- Born: c. 1852 Seaton

= John Hawdon (sculler) =

John Hawdon was a 19th-century British sculler.

Hawdon won several notable matches, including against former world champion Joseph Sadler.

==Early success==
Hawdon was born and raised in the River Tyne region in England.

In 1876, Hawdon won the prize for scullers under age 21 at the Tyne Regatta, defeating H. Atkinson and Ralph Forster.

In 1877, James Percy became Hawdon's coach and trainer. That same year, competing in the Thames International Regatta, Hawdon came in first place in the open scullers' handicap race.

In March 1878, he defeated J. R. Hymes on a two-mile course on the River Thames. In a rematch three weeks later, Hawdon beat Hymes again on the River Tyne. In April 1878, Hawdon defeated Robert Bagnall, a top English sculler, on the River Tyne., During the 1878 Thames International Regatta, Hawdon won the second class sculls.

On 14 September 1878, Hawdon raced against Joseph Sadler. The race took place for £200. Sadler was out of shape and lost the race.

==Earning notoriety==
On 1 October 1878, Hawdon raced against Joseph Cannon. Hawdon won with a time of 22 minutes,. 57 seconds. This victory established Hawdon as one of the top scullers in the United Kingdom.

===Racing William Lumsden===
Hawdon's victories over Sadler and Cannon set up a highly publicized match on 11 November 1878 against William Lumsden. Hawdon was considered the favourite as Lumsden was past his prime. The odds were 3 to 1 on Hawdon. The race was to be held on the River Tyne from the High Level to the Scotswood Suspension Bridge. The prize was £100.

Lumsden took the lead for the first two miles in rough water conditions. However, Hawdon reclaimed the lead and won the race. Lumsden claimed a foul but this was disallowed and Hawdon was declared the winner.

===Racing Ned Hanlan===
On 8 May 1879, Hawdon rowed against Canadian sculler Ned Hanlan on the River Tyne for a prize of £400. The odds were five to two on Hanlan,

Hanlan won the toss for position and took, the north side, which gave him shelter for the first half mile. At the end of the first hundred yards Hanlan had drawn a length ahead and a little further on was fully a length clear, with ease improving his position.

By the first quarter mile mark, it look apparent that Harlen was going to win easily. At Skinner Burn Hanlan was two lengths ahead. He frequently looked around over his shoulder to see that the course was clear, apparently not exerting himself to his fullest powers and seeming quite at ease, as if confident of the result. Approaching Redheugh Bridge Hawdon put on a spurt, but it had no effect. Hanlan also quickened up and passed under the bridge with a lead of about three lengths. Hawdon struggled manfully and rowed well and fast, while his opponent continued his easy, quiet style, never apparently exerting himself.

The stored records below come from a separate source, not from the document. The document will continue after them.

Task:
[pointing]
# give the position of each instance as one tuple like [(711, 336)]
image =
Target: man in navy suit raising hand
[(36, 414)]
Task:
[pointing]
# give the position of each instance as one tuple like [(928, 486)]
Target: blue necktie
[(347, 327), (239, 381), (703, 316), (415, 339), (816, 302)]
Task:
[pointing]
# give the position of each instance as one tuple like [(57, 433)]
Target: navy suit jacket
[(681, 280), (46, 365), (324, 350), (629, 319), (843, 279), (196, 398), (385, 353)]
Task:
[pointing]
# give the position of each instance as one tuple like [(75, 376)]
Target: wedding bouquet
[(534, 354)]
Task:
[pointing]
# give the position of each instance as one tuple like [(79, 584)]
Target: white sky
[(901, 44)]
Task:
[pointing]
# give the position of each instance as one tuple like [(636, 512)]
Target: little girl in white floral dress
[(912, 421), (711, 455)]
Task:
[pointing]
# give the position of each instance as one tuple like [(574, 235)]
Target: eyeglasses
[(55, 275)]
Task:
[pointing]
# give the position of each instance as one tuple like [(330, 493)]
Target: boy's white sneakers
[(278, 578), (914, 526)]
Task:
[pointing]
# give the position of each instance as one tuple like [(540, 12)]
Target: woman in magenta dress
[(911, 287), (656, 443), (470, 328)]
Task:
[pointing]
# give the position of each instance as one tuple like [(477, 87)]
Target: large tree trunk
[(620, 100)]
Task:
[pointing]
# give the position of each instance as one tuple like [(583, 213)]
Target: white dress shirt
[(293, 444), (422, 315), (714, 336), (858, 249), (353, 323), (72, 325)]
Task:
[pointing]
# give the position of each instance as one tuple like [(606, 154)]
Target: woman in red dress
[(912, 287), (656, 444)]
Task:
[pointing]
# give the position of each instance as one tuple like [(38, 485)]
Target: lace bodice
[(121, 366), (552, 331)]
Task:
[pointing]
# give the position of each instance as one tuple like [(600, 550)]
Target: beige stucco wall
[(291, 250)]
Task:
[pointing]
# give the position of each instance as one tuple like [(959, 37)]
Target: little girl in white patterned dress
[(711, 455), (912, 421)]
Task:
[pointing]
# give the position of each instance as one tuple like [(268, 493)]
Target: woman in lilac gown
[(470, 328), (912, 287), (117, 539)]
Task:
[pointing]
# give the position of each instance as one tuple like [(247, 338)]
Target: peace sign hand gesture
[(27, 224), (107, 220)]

After passing under the bridge Hanlan actually ceased rowing. He allowed Hawdon to draw up almost on a level with him and then with a few strong strokes drew away and resumed his lead of nearly three lengths. The race was from the very first a one-sided affair, although Hawdon rowed gamely. More than once Hanlan allowed the Tynesider to draw up, but with the greatest ease quickly resumed the lead, while every few strokes he looked round to see his course. Near the top of King's Meadow Island the men were both in very rough water. Hanlan ceased rowing, and Hawdon with half a dozen strokes pulled up on a level with him. Hanlan smiled and nodded to his pilot, who was following in a cutter, and at once drew away. A little further later, Hanlan stopped rowing, sponged the water out of his boat, and then started rowing again. He repeated this two or three times.

Hanlan won the race by five lengths with a time of 22 minutes, 5 seconds. At the end of the race, Hanlan rowed up to Hawdon and shook hands with him as the crowd cheer his good sportsmanship.